An orbit is a path taken by an object in space such as a planet, moon, asteroid, or satellite around another object due to gravity. Gravity causes objects with mass to be attracted to nearby objects. Smaller objects in space orbit around larger objects, while objects having similar mass orbit each other, with neither object at the center.


Types of Orbit


There are different types of orbits where the satellites or spacecraft are placed around the Earth once they are launched. Certain satellites or spacecraft are sent on an interplanetary journey orbiting the Sun until their destination. Depending on the purpose of the satellite or spacecraft, they are placed in one of the orbits.


The different types of orbits are:

  • Geosynchronous Equatorial Orbit (GEO)

  • Low Earth Orbit (LEO)

  • Medium Earth Orbit (MEO)

  • Polar orbit and Sun-synchronous orbit (SSO)

  • Transfer orbits and geostationary transfer orbit (GTO)

  • High Elliptical Orbit (HEO)


Figure 1. Different types of orbits.


Geosynchronous Equatorial Orbit (GEO)

Satellites in geosynchronous equatorial orbit are also known as geostationary satellites since they circle the Earth above the equator at the same velocity as the Earth and in a direction similar to Earth's rotation.


The satellite orbits at an altitude of 35,000 km, and it takes 23 hours 56 minutes, and 4 seconds to rotate the Earth, traveling at the same rate similar to the Earth. This makes the GEO satellites appear to be stationary at a fixed position in the sky for the ground observers.



Figure 2. Geostationary Satellite Orbit


Geostationary satellites are far from the Earth than any other satellites in an orbit, providing a large coverage range. Therefore, as few as three geostationary satellites can offer coverage globally. So only fewer satellites are needed in GEO than in LEO, but their coverage is limited to specific geographic regions.


Certain satellites need to stay constantly above one particular area over the Earth, such as telecommunication satellites. These satellites use geostationary orbits, which allow fixed communication links to be established from the ground to the satellite. Weather monitoring satellites are also placed in GEO to observe weather over a large coverage area.


Low Earth Orbit (LEO)

A low Earth orbit (LEO), as the name implies, is an orbit that is relatively close to Earth's surface. LEO satellites are placed at the lowest altitude among all satellite types, from an altitude of less than 1,600 km to as low as 160 km above Earth.


The coverage area of LEO satellites is small as they are close to the Earth's surface. Many LEO satellites are required in order to provide coverage globally, known as LEO constellations. Environmental conditions in GEO are less challenging compared to LEO satellites, which operate in harsh environments such as radiation and atmospheric drag.


LEO has become one of the most commonly used orbits by satellites due to various reasons.
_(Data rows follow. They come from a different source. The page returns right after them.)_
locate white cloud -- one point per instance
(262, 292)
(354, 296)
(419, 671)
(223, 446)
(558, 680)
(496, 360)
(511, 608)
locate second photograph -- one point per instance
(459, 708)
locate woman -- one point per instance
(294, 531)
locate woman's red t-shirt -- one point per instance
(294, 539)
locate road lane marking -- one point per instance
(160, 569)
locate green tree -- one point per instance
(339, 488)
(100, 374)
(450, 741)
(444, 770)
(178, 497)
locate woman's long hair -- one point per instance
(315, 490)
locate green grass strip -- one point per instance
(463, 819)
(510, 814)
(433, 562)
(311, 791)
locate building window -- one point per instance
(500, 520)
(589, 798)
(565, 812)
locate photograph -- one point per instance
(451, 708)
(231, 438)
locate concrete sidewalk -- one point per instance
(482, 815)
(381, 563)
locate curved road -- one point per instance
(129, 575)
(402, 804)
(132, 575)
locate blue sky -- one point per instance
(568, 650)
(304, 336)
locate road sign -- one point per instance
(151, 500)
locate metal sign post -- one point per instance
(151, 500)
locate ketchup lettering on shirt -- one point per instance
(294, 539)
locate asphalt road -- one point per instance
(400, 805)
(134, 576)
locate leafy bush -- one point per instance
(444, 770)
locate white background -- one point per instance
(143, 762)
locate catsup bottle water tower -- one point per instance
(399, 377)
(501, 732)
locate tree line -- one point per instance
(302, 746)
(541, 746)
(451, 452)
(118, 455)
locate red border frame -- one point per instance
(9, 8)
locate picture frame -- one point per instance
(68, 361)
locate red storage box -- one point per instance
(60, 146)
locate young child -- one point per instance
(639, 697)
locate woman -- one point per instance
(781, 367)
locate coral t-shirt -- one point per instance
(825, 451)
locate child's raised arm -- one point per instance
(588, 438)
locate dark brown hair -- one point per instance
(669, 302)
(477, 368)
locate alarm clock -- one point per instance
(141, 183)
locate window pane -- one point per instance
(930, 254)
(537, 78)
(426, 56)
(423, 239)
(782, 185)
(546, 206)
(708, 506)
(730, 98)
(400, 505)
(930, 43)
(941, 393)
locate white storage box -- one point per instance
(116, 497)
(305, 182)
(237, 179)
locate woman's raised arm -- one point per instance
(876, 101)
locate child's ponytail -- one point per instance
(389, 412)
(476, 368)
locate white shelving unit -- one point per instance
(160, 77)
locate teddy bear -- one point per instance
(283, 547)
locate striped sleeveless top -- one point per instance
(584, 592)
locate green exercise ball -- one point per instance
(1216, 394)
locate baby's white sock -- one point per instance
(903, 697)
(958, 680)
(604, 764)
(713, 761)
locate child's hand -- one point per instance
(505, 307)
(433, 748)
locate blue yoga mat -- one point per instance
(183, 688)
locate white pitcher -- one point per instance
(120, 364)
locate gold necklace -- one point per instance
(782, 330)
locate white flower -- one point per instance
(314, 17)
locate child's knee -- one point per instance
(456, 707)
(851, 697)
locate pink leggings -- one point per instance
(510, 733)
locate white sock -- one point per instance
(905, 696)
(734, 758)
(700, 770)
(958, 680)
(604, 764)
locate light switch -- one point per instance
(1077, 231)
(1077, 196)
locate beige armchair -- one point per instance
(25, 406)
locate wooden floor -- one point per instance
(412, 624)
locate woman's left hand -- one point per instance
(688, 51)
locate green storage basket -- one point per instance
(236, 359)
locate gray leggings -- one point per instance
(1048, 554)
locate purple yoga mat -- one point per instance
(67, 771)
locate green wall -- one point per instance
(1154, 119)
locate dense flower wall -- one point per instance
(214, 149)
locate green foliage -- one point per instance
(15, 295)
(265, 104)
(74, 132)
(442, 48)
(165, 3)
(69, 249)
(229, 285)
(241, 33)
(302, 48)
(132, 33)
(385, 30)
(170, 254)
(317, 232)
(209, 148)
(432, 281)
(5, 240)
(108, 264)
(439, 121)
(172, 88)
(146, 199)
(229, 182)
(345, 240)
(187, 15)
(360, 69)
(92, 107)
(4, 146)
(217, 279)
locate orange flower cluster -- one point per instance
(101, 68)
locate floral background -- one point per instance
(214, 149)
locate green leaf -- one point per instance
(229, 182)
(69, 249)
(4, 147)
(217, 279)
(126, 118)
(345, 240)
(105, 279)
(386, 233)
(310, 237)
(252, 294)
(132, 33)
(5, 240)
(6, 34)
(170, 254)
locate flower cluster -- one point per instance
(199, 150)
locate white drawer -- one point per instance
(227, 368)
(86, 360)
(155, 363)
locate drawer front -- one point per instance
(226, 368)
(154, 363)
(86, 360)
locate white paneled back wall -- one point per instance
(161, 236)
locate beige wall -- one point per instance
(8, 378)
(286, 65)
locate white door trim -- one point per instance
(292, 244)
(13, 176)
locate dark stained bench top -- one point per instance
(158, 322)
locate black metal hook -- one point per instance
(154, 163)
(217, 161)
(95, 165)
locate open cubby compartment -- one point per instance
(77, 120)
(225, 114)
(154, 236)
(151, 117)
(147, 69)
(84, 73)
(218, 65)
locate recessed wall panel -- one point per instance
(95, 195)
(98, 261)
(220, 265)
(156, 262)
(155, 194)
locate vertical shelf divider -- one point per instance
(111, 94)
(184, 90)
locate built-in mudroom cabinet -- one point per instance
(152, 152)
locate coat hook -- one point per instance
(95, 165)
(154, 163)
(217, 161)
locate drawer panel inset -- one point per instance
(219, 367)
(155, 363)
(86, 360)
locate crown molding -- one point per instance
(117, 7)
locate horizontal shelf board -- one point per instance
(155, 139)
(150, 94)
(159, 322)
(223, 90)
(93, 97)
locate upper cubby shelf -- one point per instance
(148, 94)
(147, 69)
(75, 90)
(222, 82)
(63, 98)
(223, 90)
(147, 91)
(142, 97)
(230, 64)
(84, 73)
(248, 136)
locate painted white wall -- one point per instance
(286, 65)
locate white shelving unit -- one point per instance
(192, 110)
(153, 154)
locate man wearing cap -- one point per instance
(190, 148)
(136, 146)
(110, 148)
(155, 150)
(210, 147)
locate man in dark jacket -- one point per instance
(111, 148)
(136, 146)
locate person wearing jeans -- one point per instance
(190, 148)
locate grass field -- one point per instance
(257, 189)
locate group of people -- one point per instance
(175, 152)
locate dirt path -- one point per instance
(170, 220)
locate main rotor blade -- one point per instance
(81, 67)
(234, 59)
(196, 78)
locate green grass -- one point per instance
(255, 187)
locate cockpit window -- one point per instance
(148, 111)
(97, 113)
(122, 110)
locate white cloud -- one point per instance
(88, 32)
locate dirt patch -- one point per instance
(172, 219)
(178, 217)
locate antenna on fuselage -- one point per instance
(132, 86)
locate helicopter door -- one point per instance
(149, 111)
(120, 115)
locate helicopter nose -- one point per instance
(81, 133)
As LEO satellites are closer to the Earth, it is used in producing high-resolution images of the Earth's surface. International Space Station (ISS) is placed in LEO as it is easier to access space and for any space-related activities.


LEO satellites travel at a faster speed, which takes approximately 90 minutes to circle the Earth. They are also typically smaller and less expensive than GEO satellites. Though LEO is mostly used nowadays, individual LEO satellites are less efficient for certain applications as they move faster across the sky.



Sources:

  1. The European Space Agency, Types of Orbits, 2020.